XKCD comic on the 5-star rating system https://xkcd.com/1098/
The added complexity of the star rating system creates another issue. What exactly does a 4-star experience entail? One person might give 1 star for a small mistake. Others might reserve a one-star rating for things as extreme as physical violence. Model complexity introduces a new form of ambiguity, undermining the true meaning of a displayed star rating.
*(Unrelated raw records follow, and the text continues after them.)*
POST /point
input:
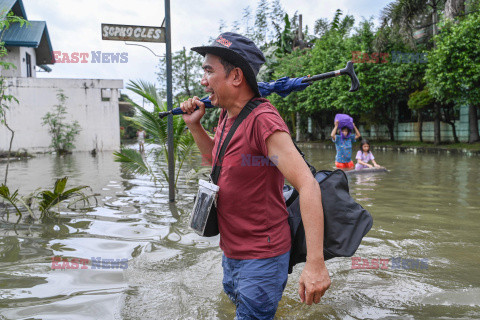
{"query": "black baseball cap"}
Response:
(239, 51)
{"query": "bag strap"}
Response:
(242, 116)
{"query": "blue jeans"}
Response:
(255, 286)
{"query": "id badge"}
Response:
(206, 197)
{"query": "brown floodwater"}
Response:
(427, 209)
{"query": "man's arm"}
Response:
(314, 280)
(192, 120)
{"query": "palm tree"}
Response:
(156, 130)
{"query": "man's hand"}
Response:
(314, 281)
(192, 116)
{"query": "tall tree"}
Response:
(406, 15)
(246, 21)
(454, 8)
(453, 74)
(261, 23)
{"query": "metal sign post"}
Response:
(171, 161)
(152, 34)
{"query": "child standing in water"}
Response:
(364, 155)
(343, 144)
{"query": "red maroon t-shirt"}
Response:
(252, 216)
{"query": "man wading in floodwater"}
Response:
(252, 217)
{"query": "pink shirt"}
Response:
(252, 216)
(365, 158)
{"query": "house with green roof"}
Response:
(91, 102)
(29, 46)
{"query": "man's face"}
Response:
(215, 80)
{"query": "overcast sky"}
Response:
(75, 26)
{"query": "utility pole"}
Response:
(171, 160)
(298, 135)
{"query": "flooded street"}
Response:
(427, 207)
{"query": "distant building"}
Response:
(92, 102)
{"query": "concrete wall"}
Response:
(408, 131)
(17, 56)
(99, 120)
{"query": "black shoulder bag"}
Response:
(345, 221)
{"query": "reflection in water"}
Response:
(426, 207)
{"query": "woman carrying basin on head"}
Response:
(343, 139)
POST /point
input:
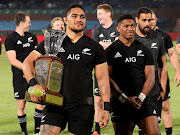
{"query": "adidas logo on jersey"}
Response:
(16, 94)
(112, 34)
(61, 49)
(153, 45)
(101, 35)
(154, 112)
(117, 55)
(42, 119)
(19, 42)
(139, 53)
(86, 51)
(30, 39)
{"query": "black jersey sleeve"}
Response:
(35, 41)
(168, 42)
(100, 55)
(95, 34)
(110, 54)
(178, 39)
(148, 57)
(162, 50)
(9, 43)
(40, 48)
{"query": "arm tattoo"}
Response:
(100, 90)
(47, 130)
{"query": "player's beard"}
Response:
(76, 30)
(143, 31)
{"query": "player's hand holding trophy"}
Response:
(49, 70)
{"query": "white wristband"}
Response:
(123, 98)
(141, 96)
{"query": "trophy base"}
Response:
(49, 98)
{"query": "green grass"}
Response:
(8, 115)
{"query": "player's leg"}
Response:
(21, 112)
(53, 120)
(150, 126)
(50, 130)
(98, 107)
(38, 113)
(167, 116)
(122, 128)
(166, 111)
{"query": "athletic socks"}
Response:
(141, 132)
(37, 118)
(22, 121)
(168, 131)
(97, 127)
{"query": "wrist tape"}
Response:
(33, 82)
(123, 97)
(107, 106)
(141, 96)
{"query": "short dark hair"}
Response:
(125, 16)
(141, 10)
(20, 16)
(76, 5)
(107, 8)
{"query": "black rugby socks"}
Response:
(168, 131)
(22, 121)
(97, 127)
(37, 118)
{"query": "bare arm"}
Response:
(11, 54)
(163, 78)
(150, 79)
(178, 48)
(175, 63)
(101, 72)
(28, 65)
(102, 76)
(105, 45)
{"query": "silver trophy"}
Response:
(49, 68)
(53, 41)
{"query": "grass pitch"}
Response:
(8, 111)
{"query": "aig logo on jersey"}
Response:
(26, 45)
(86, 51)
(130, 59)
(112, 34)
(154, 45)
(73, 57)
(139, 53)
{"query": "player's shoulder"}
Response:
(29, 34)
(97, 28)
(140, 45)
(12, 36)
(89, 40)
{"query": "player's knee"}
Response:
(154, 132)
(98, 102)
(165, 107)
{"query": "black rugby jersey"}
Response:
(167, 40)
(155, 43)
(106, 35)
(79, 60)
(23, 45)
(128, 64)
(178, 39)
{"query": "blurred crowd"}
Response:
(91, 4)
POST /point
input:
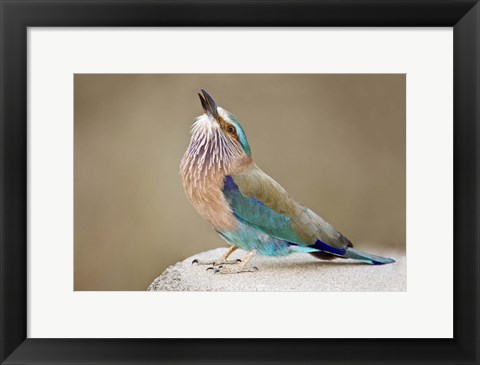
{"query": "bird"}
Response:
(247, 207)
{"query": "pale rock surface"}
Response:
(296, 272)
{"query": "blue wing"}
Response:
(259, 201)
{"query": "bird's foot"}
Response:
(233, 269)
(216, 262)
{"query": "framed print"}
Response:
(96, 105)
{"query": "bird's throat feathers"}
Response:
(210, 157)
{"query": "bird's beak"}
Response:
(209, 105)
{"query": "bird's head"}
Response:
(216, 119)
(218, 142)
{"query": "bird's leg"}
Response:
(221, 261)
(238, 267)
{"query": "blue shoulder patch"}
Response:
(253, 212)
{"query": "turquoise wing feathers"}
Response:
(259, 201)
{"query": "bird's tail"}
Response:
(366, 257)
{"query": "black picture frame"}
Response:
(17, 15)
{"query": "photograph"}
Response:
(240, 182)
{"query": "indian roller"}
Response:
(245, 206)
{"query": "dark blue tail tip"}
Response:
(386, 261)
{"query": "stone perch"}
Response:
(296, 272)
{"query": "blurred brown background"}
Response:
(335, 142)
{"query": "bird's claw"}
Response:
(232, 269)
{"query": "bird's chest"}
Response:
(208, 199)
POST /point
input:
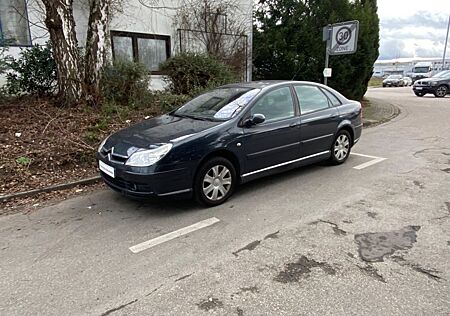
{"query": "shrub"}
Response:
(125, 83)
(5, 60)
(187, 73)
(34, 72)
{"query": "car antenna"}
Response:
(295, 73)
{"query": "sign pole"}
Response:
(446, 42)
(327, 59)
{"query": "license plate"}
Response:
(106, 169)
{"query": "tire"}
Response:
(341, 147)
(441, 91)
(215, 182)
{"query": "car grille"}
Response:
(112, 156)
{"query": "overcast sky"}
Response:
(413, 28)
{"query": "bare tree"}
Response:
(61, 26)
(97, 36)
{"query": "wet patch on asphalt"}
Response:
(251, 289)
(183, 277)
(210, 303)
(373, 247)
(419, 184)
(371, 271)
(335, 227)
(447, 204)
(112, 310)
(251, 246)
(272, 236)
(301, 268)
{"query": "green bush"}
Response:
(189, 73)
(126, 83)
(34, 72)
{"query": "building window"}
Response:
(14, 28)
(148, 49)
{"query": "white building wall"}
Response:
(134, 18)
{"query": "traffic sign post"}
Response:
(342, 39)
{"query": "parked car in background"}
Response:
(439, 85)
(407, 81)
(231, 135)
(394, 81)
(423, 69)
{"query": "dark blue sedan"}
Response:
(231, 135)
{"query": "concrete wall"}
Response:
(134, 18)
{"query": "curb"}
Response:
(372, 123)
(4, 198)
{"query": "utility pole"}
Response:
(446, 41)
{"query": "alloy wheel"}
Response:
(341, 147)
(217, 183)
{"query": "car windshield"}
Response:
(443, 74)
(421, 70)
(217, 105)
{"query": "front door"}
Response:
(277, 139)
(318, 120)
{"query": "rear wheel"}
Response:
(340, 150)
(441, 91)
(215, 181)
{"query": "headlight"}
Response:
(147, 157)
(102, 144)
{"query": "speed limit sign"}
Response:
(344, 38)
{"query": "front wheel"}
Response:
(215, 181)
(441, 91)
(340, 150)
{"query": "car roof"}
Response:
(267, 84)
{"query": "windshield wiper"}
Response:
(200, 118)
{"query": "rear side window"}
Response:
(311, 99)
(275, 105)
(333, 99)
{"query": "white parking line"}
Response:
(180, 232)
(372, 162)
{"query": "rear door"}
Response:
(319, 120)
(277, 140)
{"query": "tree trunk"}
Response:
(96, 48)
(61, 26)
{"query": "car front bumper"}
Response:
(150, 184)
(424, 89)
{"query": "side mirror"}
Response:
(255, 119)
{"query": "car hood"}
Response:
(162, 129)
(429, 80)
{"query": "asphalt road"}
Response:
(370, 237)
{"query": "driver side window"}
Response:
(275, 105)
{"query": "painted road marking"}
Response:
(175, 234)
(372, 162)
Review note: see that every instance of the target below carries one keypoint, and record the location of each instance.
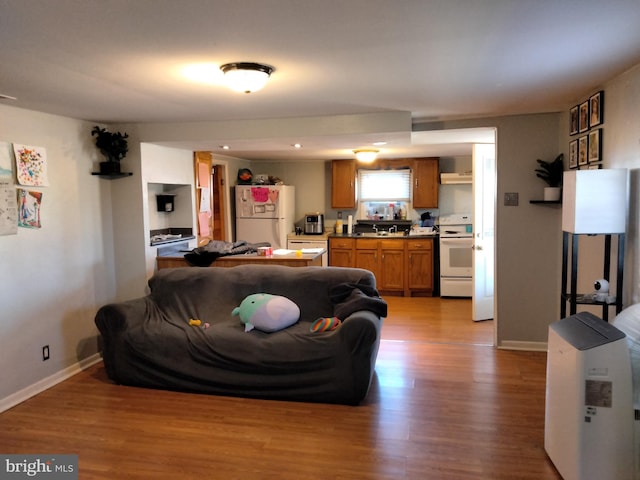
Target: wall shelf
(112, 176)
(545, 202)
(570, 296)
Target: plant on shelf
(113, 146)
(551, 173)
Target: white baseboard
(46, 383)
(527, 346)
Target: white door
(484, 206)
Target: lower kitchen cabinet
(401, 266)
(392, 265)
(367, 257)
(420, 266)
(341, 252)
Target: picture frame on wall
(583, 151)
(583, 117)
(573, 154)
(574, 120)
(595, 146)
(596, 109)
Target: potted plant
(113, 146)
(551, 173)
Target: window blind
(383, 185)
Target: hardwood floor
(444, 405)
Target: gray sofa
(149, 342)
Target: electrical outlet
(511, 199)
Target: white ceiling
(123, 61)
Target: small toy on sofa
(266, 312)
(325, 324)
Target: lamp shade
(595, 201)
(366, 155)
(246, 77)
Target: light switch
(511, 199)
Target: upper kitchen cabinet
(425, 182)
(343, 184)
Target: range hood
(456, 178)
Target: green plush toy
(266, 312)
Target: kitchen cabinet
(420, 265)
(385, 258)
(343, 184)
(341, 252)
(366, 256)
(571, 296)
(425, 182)
(401, 265)
(391, 265)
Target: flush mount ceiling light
(366, 155)
(245, 76)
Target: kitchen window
(384, 185)
(384, 194)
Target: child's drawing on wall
(6, 173)
(31, 165)
(29, 203)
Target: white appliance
(299, 242)
(589, 412)
(265, 213)
(456, 255)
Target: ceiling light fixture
(245, 76)
(366, 155)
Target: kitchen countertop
(385, 237)
(309, 238)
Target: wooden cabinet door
(425, 183)
(343, 184)
(368, 259)
(421, 270)
(341, 252)
(392, 264)
(420, 265)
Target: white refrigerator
(264, 213)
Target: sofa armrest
(361, 330)
(113, 320)
(117, 317)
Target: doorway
(212, 199)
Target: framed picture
(574, 123)
(595, 146)
(584, 117)
(573, 154)
(583, 152)
(596, 109)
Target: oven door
(456, 257)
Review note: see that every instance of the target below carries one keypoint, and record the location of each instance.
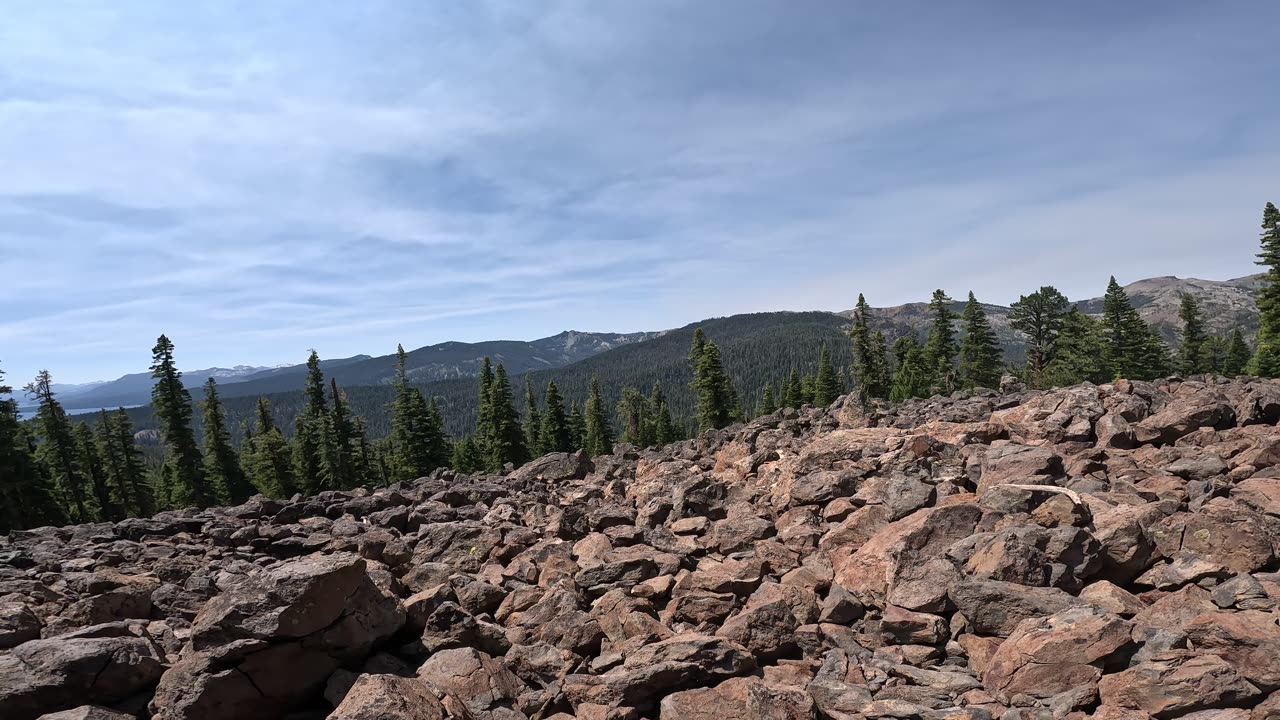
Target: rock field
(1106, 552)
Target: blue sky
(260, 178)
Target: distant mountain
(447, 360)
(758, 349)
(1225, 305)
(136, 388)
(440, 361)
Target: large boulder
(103, 664)
(1178, 683)
(1064, 652)
(388, 697)
(270, 642)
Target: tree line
(54, 469)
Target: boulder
(1176, 684)
(1059, 654)
(103, 664)
(388, 697)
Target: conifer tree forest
(58, 468)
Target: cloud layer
(259, 178)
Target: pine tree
(598, 438)
(533, 420)
(576, 427)
(912, 376)
(940, 346)
(768, 405)
(506, 440)
(437, 441)
(794, 390)
(339, 458)
(222, 463)
(824, 387)
(714, 399)
(364, 456)
(1266, 358)
(467, 456)
(979, 352)
(485, 428)
(1080, 352)
(871, 372)
(634, 413)
(113, 468)
(268, 458)
(26, 499)
(1040, 318)
(1129, 347)
(554, 433)
(1214, 354)
(133, 470)
(1157, 361)
(310, 438)
(56, 450)
(411, 445)
(1237, 355)
(663, 428)
(95, 474)
(807, 390)
(1191, 356)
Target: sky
(256, 178)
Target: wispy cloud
(260, 178)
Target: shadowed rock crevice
(1096, 551)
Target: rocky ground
(1087, 552)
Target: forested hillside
(758, 349)
(700, 377)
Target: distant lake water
(24, 413)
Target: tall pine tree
(912, 376)
(184, 473)
(222, 463)
(1040, 318)
(576, 427)
(268, 456)
(311, 437)
(95, 474)
(533, 420)
(26, 497)
(1129, 343)
(341, 468)
(598, 438)
(824, 386)
(940, 346)
(663, 428)
(411, 442)
(1080, 352)
(506, 438)
(1266, 358)
(768, 405)
(554, 433)
(871, 369)
(979, 352)
(713, 388)
(792, 390)
(634, 413)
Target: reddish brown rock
(1047, 656)
(388, 697)
(1176, 684)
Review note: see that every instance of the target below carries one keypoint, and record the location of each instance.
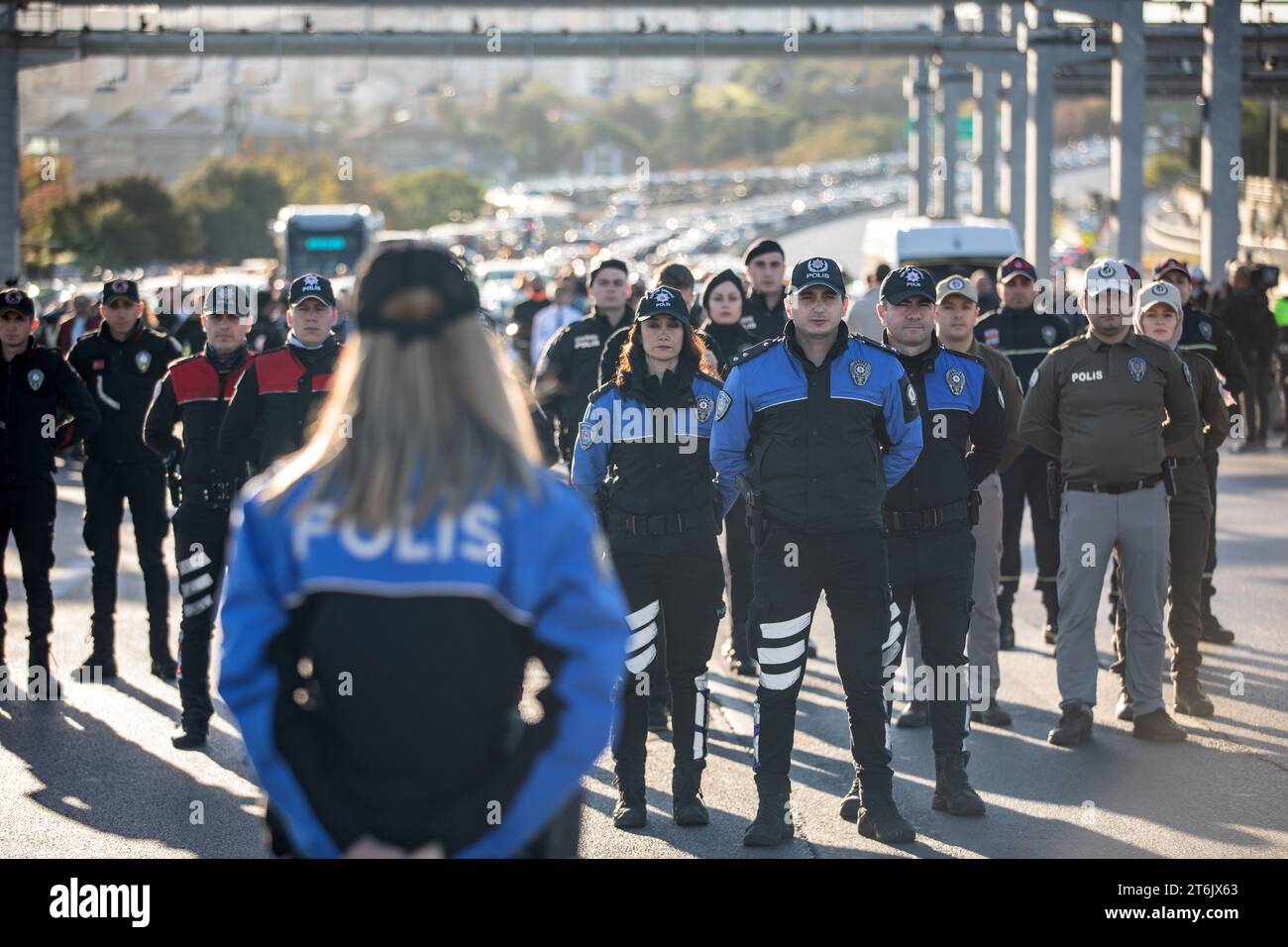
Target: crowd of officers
(892, 474)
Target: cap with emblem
(1171, 265)
(664, 302)
(227, 300)
(16, 300)
(907, 282)
(1016, 265)
(1106, 274)
(956, 286)
(818, 270)
(120, 289)
(310, 286)
(413, 289)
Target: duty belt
(1087, 487)
(664, 523)
(927, 518)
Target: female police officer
(389, 581)
(648, 432)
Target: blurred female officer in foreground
(387, 583)
(648, 432)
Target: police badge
(956, 379)
(703, 405)
(722, 402)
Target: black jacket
(123, 376)
(274, 399)
(35, 386)
(196, 392)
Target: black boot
(687, 804)
(1006, 630)
(953, 792)
(631, 810)
(879, 818)
(773, 822)
(1189, 698)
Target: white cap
(1106, 274)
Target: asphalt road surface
(93, 775)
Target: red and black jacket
(197, 392)
(274, 399)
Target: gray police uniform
(1100, 407)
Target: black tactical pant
(1025, 480)
(200, 538)
(684, 587)
(108, 484)
(741, 556)
(791, 569)
(934, 570)
(27, 512)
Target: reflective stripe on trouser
(935, 571)
(1090, 527)
(677, 595)
(200, 538)
(791, 570)
(983, 637)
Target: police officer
(1098, 403)
(765, 311)
(1159, 316)
(1207, 335)
(648, 432)
(279, 392)
(1024, 335)
(387, 585)
(956, 313)
(35, 386)
(123, 364)
(568, 368)
(812, 428)
(721, 300)
(196, 393)
(928, 518)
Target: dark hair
(632, 354)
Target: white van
(944, 247)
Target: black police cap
(413, 289)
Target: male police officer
(822, 424)
(121, 364)
(568, 369)
(1210, 337)
(279, 390)
(1098, 403)
(1024, 335)
(1159, 315)
(956, 313)
(928, 518)
(35, 385)
(196, 392)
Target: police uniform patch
(722, 402)
(956, 379)
(703, 405)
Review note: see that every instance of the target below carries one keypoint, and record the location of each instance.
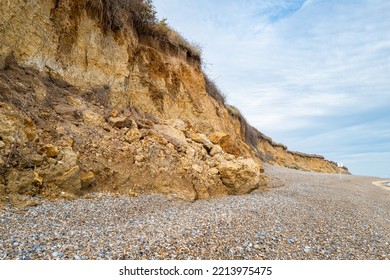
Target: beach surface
(302, 216)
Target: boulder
(240, 176)
(87, 179)
(227, 144)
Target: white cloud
(314, 68)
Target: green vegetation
(114, 15)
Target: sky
(313, 75)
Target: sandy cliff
(88, 109)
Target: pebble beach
(302, 216)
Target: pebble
(314, 216)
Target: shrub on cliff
(141, 15)
(213, 90)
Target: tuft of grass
(114, 15)
(213, 90)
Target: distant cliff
(93, 98)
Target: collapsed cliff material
(93, 100)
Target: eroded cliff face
(86, 110)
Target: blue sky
(313, 75)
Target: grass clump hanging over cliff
(114, 15)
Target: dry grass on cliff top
(114, 15)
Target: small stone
(133, 135)
(87, 179)
(51, 150)
(120, 122)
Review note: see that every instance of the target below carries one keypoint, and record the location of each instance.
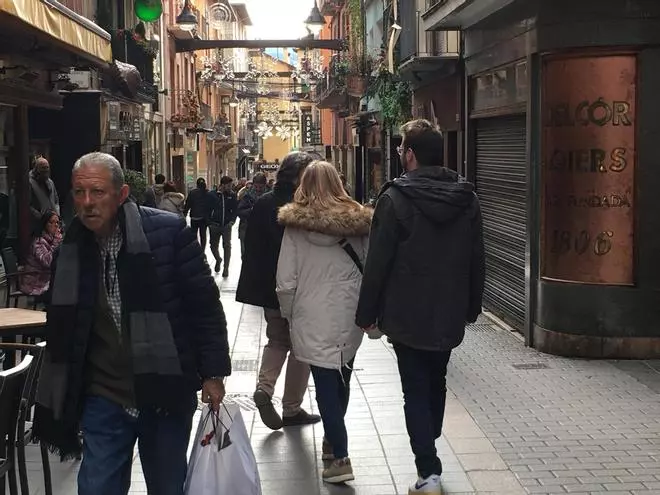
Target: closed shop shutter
(501, 183)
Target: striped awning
(69, 28)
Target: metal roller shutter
(501, 183)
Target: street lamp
(315, 22)
(187, 20)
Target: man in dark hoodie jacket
(423, 282)
(256, 286)
(199, 205)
YouTube initially started with a 5-star rating system, but then they realized that the vast majority of people were rating a video either 1 or 5 stars anyway. So they ditched their 5-star rating system for the thumbs up, thumbs down approach. Netflix and other companies have followed suit. So what makes this system so great. (1) the viewer of the rating gets complete information and (2) there is less ambiguity as to what the rating means.
You might be thinking at this point, “why would Uber opt for this more complex and less transparent rating system?” I can’t answer this question, but I can take a guess based on my observations of conservation scientists and mathematicians at my last two conferences. Mathematicians are obsessed with understanding “why” things are true, while conservation scientists are obsessed with projecting the consequences of our actions onto the future state of the environment. For a decision maker, “understanding” only really matters when it leads to better decisions. Model complexity may in some cases improve predictability even if it is too complex to understand completely.
Since Uber uses its ratings to determine the fate of a driver’s employment, they are likely interested in predicting who will be a good long-term driver. A fine grain rating system might be required to make these predictions well (and there may be far more sophisticated things, behind the scenes, rather than calculations of mean star ratings, to do such predictions). At Uber, users can’t select drivers based on their rating so transparency to users may not be so important anyway.
To summarize Uber may be more like a Conservation Scientist and YouTube might be more like a mathematician.